Intracellular delivery of biomolecules remains a critical challenge in both basic cell biology and translational therapeutics. We introduce Programmable Acoustic Standing-wave Transfection (PAST), a microfluidic tool that leverages dynamically programmable ultrasonic fields to transiently permeabilize cell membranes and enhance biomolecular transport within cell clusters. By generating programmable acoustic potential landscapes, PAST drives cells through cycles of hydrodynamic and acoustic stresses that induce reversible pore formation, enabling diffusion-based delivery without chemical carriers or contrast agents. Experimental studies demonstrate controlled influx and efflux dynamics across multiple biomolecular species, with transport rates tunable via acoustic power, frequency modulation, and duty cycles.

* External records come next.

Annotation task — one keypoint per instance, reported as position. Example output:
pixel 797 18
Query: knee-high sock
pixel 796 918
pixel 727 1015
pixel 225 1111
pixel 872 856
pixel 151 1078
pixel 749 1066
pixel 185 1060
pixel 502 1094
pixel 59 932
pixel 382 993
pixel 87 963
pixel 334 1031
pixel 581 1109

Theoretical scaling and numerical simulations reveal that membrane tension, pore energetics, and acoustic field distributions collectively govern transmembrane transport of biomolecules. Post-treatment assays confirm high cellular viability and sustained proliferation, underscoring the biocompatibility of the method. Remarkably, effective diffusivity estimates derived from model predictions closely match experimental transport timescales. Together, these findings establish PAST as a programmable, high-throughput, and non-invasive intracellular delivery platform, offering new opportunities for precision drug screening, gene editing, and mechanistic exploration of cellular membrane biophysics.